Check if $ x-3 $ is a factor of $ 4x^{4}-2x^{3}+9x-6 $.
Answer
The synthetic division table is:
$$ \begin{array}{c|rrrrr}3&4&-2&0&9&-6\\& & 12& 30& 90& \color{black}{297} \\ \hline &\color{blue}{4}&\color{blue}{10}&\color{blue}{30}&\color{blue}{99}&\color{orangered}{291} \end{array} $$Because the remainder $ \left( \color{red}{ 291 } \right) $ is not zero, we conclude that the $ x-3 $ is not a factor of $ 4x^{4}-2x^{3}+9x-6$.
Explanation
First we need to create a synthetic division table.
Step 1 : Write down the coefficients of the dividend into division table. Put the zero from $ x -3 = 0 $ ( $ x = \color{blue}{ 3 } $ ) at the left.
$$ \begin{array}{c|rrrrr}\color{blue}{3}&4&-2&0&9&-6\\& & & & & \\ \hline &&&&& \end{array} $$Step 1 : Bring down the leading coefficient to the bottom row.
$$ \begin{array}{c|rrrrr}3&\color{orangered}{ 4 }&-2&0&9&-6\\& & & & & \\ \hline &\color{orangered}{4}&&&& \end{array} $$Step 2 : Multiply by the number on the left, and carry the result into the next column: $ \color{blue}{ 3 } \cdot \color{blue}{ 4 } = \color{blue}{ 12 } $.
$$ \begin{array}{c|rrrrr}\color{blue}{3}&4&-2&0&9&-6\\& & \color{blue}{12} & & & \\ \hline &\color{blue}{4}&&&& \end{array} $$Step 3 : Add down last column: $ \color{orangered}{ -2 } + \color{orangered}{ 12 } = \color{orangered}{ 10 } $
$$ \begin{array}{c|rrrrr}3&4&\color{orangered}{ -2 }&0&9&-6\\& & \color{orangered}{12} & & & \\ \hline &4&\color{orangered}{10}&&& \end{array} $$Step 4 : Multiply by the number on the left, and carry the result into the next column: $ \color{blue}{ 3 } \cdot \color{blue}{ 10 } = \color{blue}{ 30 } $.

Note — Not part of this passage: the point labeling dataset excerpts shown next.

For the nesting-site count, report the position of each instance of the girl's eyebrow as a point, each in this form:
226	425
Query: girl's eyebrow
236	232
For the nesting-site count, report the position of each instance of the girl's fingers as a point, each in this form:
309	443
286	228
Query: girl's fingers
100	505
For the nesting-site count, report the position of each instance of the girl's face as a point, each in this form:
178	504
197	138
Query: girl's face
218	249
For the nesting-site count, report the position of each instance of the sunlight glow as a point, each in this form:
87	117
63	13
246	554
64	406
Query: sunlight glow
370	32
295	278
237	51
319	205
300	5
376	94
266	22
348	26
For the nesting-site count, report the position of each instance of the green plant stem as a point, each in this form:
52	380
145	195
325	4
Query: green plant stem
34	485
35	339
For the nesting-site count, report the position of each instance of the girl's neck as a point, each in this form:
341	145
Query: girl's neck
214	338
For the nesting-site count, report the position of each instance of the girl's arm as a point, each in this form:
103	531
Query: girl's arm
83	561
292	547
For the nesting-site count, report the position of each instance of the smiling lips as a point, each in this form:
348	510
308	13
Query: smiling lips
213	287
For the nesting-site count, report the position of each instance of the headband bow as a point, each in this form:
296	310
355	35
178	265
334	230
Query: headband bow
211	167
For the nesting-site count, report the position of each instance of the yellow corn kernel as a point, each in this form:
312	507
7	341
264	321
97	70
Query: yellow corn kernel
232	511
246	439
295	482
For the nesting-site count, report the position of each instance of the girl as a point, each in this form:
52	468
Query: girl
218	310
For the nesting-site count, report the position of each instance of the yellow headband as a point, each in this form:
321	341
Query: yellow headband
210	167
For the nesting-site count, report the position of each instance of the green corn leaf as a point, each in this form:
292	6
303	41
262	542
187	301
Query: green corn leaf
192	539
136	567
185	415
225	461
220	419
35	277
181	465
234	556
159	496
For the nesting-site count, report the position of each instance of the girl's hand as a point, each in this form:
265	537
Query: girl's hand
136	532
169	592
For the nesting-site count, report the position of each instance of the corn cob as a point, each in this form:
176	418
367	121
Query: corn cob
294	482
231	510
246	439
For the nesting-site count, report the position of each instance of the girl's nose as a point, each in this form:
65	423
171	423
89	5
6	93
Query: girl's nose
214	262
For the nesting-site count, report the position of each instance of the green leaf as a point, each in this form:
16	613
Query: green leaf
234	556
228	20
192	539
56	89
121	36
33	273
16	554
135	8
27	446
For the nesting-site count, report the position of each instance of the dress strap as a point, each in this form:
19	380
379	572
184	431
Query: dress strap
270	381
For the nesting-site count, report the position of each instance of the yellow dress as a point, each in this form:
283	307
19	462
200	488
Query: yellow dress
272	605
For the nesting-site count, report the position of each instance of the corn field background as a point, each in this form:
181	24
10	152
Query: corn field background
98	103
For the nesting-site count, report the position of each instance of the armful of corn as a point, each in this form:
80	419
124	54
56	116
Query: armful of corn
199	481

$$ \begin{array}{c|rrrrr}\color{blue}{3}&4&-2&0&9&-6\\& & 12& \color{blue}{30} & & \\ \hline &4&\color{blue}{10}&&& \end{array} $$Step 5 : Add down last column: $ \color{orangered}{ 0 } + \color{orangered}{ 30 } = \color{orangered}{ 30 } $
$$ \begin{array}{c|rrrrr}3&4&-2&\color{orangered}{ 0 }&9&-6\\& & 12& \color{orangered}{30} & & \\ \hline &4&10&\color{orangered}{30}&& \end{array} $$Step 6 : Multiply by the number on the left, and carry the result into the next column: $ \color{blue}{ 3 } \cdot \color{blue}{ 30 } = \color{blue}{ 90 } $.
$$ \begin{array}{c|rrrrr}\color{blue}{3}&4&-2&0&9&-6\\& & 12& 30& \color{blue}{90} & \\ \hline &4&10&\color{blue}{30}&& \end{array} $$Step 7 : Add down last column: $ \color{orangered}{ 9 } + \color{orangered}{ 90 } = \color{orangered}{ 99 } $
$$ \begin{array}{c|rrrrr}3&4&-2&0&\color{orangered}{ 9 }&-6\\& & 12& 30& \color{orangered}{90} & \\ \hline &4&10&30&\color{orangered}{99}& \end{array} $$Step 8 : Multiply by the number on the left, and carry the result into the next column: $ \color{blue}{ 3 } \cdot \color{blue}{ 99 } = \color{blue}{ 297 } $.
$$ \begin{array}{c|rrrrr}\color{blue}{3}&4&-2&0&9&-6\\& & 12& 30& 90& \color{blue}{297} \\ \hline &4&10&30&\color{blue}{99}& \end{array} $$Step 9 : Add down last column: $ \color{orangered}{ -6 } + \color{orangered}{ 297 } = \color{orangered}{ 291 } $
$$ \begin{array}{c|rrrrr}3&4&-2&0&9&\color{orangered}{ -6 }\\& & 12& 30& 90& \color{orangered}{297} \\ \hline &\color{blue}{4}&\color{blue}{10}&\color{blue}{30}&\color{blue}{99}&\color{orangered}{291} \end{array} $$Remainder is the last entry in the bottom row $ \left(\color{red}{ 291 }\right)$.